Monday, April 5, 2010 at 9:36AM | in
Religion
Reader Comments (2)
Are posts like this Munir-bait? If so, I'm biting :)
There an important distinction between religion as meaning-making versus meaning-finding. Take the example of the game of roulette. Doestoevsky has some great passages in The Gambler where characters interpret and predict the sequence of numbers that come up: some numbers are 'hot', some are 'due to show up'. They have ever-more intricate theories set up to better guess the next number. On some level presumably they realize these numbers are truly random, but we have such a strong instinct as humans to find meaning in anything that happens to us that we'll quite willingly fool ourselves.

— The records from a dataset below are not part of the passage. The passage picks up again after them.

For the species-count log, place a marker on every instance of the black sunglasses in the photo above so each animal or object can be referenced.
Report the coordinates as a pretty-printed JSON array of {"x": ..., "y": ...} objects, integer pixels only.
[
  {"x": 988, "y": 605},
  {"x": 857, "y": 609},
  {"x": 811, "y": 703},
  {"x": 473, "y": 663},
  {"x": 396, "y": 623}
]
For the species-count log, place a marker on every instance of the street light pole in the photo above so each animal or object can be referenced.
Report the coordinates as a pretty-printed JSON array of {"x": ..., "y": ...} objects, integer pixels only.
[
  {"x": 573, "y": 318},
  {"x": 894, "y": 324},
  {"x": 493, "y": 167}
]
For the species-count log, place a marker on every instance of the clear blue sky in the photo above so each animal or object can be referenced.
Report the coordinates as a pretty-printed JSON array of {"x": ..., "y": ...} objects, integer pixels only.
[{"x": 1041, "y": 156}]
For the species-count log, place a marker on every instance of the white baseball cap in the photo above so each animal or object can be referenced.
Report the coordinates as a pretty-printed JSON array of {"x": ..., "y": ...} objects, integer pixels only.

Yes that's not the same as for religion - the kind of meaning we're concerned with is far more powerful and more subtle, but in the case of that car crash you quoted, religion can create a meaning even if a truly satisfying one does not exist.
I do make the 'great mistake' she mentions but think that a) religion serves other purposes as well, and b) to the degree that religion is a 'clumsy stab at science' it has retreated to deeper and more mysterious phenomena. So lightning and births may have been abandoned to science, but the subtler workings of consciousness and the origins of life and the universe are still realms where valid knowledge may be drawn from religion. With time, they will be understood better and religion will retreat further. That seems to me so clear a pattern as to be obvious.

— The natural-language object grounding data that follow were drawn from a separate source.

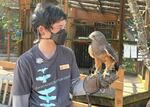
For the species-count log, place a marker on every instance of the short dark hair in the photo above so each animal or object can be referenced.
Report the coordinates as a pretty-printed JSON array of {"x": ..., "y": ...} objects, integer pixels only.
[{"x": 46, "y": 14}]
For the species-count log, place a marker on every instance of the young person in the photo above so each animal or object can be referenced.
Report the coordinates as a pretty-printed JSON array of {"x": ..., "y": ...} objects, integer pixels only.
[{"x": 47, "y": 74}]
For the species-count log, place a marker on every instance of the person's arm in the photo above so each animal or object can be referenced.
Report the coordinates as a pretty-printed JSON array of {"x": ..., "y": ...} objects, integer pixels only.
[
  {"x": 21, "y": 100},
  {"x": 21, "y": 84}
]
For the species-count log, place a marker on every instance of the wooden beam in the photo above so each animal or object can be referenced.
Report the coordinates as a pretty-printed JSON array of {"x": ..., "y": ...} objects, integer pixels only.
[
  {"x": 118, "y": 86},
  {"x": 94, "y": 16},
  {"x": 7, "y": 65}
]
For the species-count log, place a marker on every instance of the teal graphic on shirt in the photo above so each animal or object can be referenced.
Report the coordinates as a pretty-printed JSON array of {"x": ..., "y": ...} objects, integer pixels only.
[
  {"x": 47, "y": 98},
  {"x": 47, "y": 91},
  {"x": 43, "y": 78},
  {"x": 45, "y": 95},
  {"x": 42, "y": 70}
]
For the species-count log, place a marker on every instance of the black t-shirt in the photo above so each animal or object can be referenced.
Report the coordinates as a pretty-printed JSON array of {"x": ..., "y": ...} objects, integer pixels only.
[{"x": 48, "y": 81}]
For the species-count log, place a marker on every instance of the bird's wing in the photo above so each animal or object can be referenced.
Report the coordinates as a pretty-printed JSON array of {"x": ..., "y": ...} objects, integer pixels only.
[
  {"x": 111, "y": 52},
  {"x": 90, "y": 51}
]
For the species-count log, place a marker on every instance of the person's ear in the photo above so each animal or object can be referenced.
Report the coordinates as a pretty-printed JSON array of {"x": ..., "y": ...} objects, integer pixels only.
[{"x": 41, "y": 30}]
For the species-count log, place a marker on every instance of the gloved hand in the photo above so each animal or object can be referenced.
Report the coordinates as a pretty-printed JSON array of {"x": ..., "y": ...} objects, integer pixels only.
[{"x": 94, "y": 83}]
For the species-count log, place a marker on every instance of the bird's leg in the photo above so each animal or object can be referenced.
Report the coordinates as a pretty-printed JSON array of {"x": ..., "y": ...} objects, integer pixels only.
[
  {"x": 109, "y": 62},
  {"x": 98, "y": 65}
]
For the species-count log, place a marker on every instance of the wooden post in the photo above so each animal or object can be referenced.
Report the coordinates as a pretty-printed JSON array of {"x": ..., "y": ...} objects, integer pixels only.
[
  {"x": 118, "y": 86},
  {"x": 8, "y": 45},
  {"x": 147, "y": 79}
]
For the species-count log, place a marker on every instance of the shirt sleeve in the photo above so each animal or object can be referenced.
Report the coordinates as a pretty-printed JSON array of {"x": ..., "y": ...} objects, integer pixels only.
[
  {"x": 22, "y": 78},
  {"x": 21, "y": 100},
  {"x": 74, "y": 70}
]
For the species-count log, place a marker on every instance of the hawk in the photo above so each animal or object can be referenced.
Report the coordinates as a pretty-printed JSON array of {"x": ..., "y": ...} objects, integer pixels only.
[{"x": 102, "y": 53}]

That's not to say religion doesn't serve other functions. An atheist friend was telling me how much he appreciated the value of a religious community for events like weddings and (especially) funerals. I personally sometimes miss having something like the remover of difficulties to recite when I need it. Even outside those special events, the sense of community and belonging that religion provides can be quite amazing. Atheists have come up with no satisfying alternatives, but I suspect that will eventually happen.
Sorry about the long comment!
Munir -- Thanks for the comment.
I think the starting point has be at the level of knowledge. What is it possible to know through scientific means, and what is it possible know through the interpretive process of engaging with religious texts. These two processes of acquiring knowledge are clearly not necessarily contradictory and can even be complementary. For an imperfect non-theistic corollary, consider the knowledge about life and humanity that one acquires from good literature and compare it to scientific knowledge. (From a Baha'i perspective literature would not possess the same authority as revelation, of course, but the point remains).

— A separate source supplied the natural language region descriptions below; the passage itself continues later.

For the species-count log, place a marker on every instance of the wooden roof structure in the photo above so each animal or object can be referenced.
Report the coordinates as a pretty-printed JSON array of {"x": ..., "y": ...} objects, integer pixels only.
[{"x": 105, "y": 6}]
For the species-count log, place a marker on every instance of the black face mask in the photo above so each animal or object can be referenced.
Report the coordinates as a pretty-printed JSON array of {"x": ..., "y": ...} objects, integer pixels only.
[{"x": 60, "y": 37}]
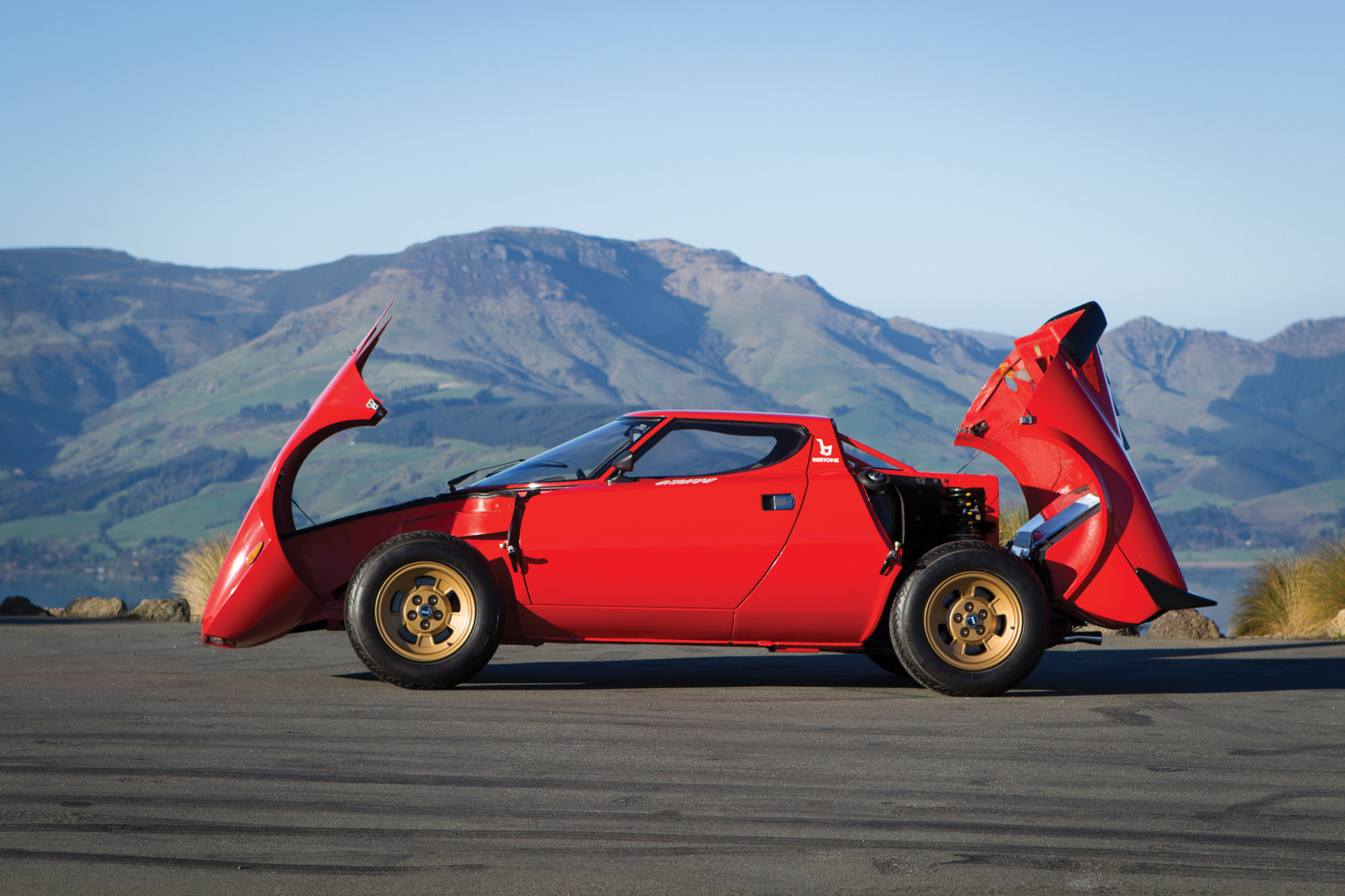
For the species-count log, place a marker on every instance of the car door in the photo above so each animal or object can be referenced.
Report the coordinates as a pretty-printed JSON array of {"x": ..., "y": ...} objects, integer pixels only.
[{"x": 695, "y": 525}]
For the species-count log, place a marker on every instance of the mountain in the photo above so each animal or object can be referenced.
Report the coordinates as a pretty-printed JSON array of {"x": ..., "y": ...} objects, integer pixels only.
[{"x": 145, "y": 399}]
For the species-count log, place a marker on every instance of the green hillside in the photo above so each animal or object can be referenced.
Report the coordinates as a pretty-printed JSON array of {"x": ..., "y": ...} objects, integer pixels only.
[{"x": 145, "y": 400}]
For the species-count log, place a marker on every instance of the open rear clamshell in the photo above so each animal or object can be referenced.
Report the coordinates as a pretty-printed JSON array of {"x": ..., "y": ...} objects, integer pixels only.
[
  {"x": 1047, "y": 413},
  {"x": 258, "y": 596}
]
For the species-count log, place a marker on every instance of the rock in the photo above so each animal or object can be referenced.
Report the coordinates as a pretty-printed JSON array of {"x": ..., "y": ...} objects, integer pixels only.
[
  {"x": 17, "y": 606},
  {"x": 1335, "y": 628},
  {"x": 95, "y": 608},
  {"x": 170, "y": 610},
  {"x": 1187, "y": 624}
]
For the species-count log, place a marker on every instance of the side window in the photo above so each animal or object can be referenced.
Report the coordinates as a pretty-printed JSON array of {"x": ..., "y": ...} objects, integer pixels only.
[{"x": 711, "y": 448}]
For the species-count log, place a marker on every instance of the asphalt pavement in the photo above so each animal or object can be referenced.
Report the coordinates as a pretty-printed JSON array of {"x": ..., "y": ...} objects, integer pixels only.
[{"x": 135, "y": 759}]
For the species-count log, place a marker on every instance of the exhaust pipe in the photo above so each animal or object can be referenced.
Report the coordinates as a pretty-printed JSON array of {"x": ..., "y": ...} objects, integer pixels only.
[{"x": 1083, "y": 638}]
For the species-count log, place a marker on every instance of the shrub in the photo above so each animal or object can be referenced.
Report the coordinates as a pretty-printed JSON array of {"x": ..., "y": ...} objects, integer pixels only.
[
  {"x": 198, "y": 567},
  {"x": 1293, "y": 594}
]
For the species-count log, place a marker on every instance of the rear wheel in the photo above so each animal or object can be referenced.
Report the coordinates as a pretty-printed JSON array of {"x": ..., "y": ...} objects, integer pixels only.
[
  {"x": 423, "y": 611},
  {"x": 972, "y": 620}
]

The point raised by the author concerns how these forms of knowledge enable humans to generate coherent meaning out of the discordant information fed to them by a chaotic world. We use our knowledge to navigate the world. The point she makes is that some of the information presented by the world cannot be ordered by scientific knowledge. It remains as uninterpreted chaos, a condition that can be deeply dissatisfying. Religious knowledge, however, allows people to assimilate such information into a coherent narrative about their lives and society.
It's not about the 'functions' of religion or science in the world. It's more about how humans acquire knowledge (in pursuit of truth) and use it to live out meaning-full lives.
Another dimension to this discussion is exposed in the Stanley Fish post from April 14 -- the question of 'motivation'.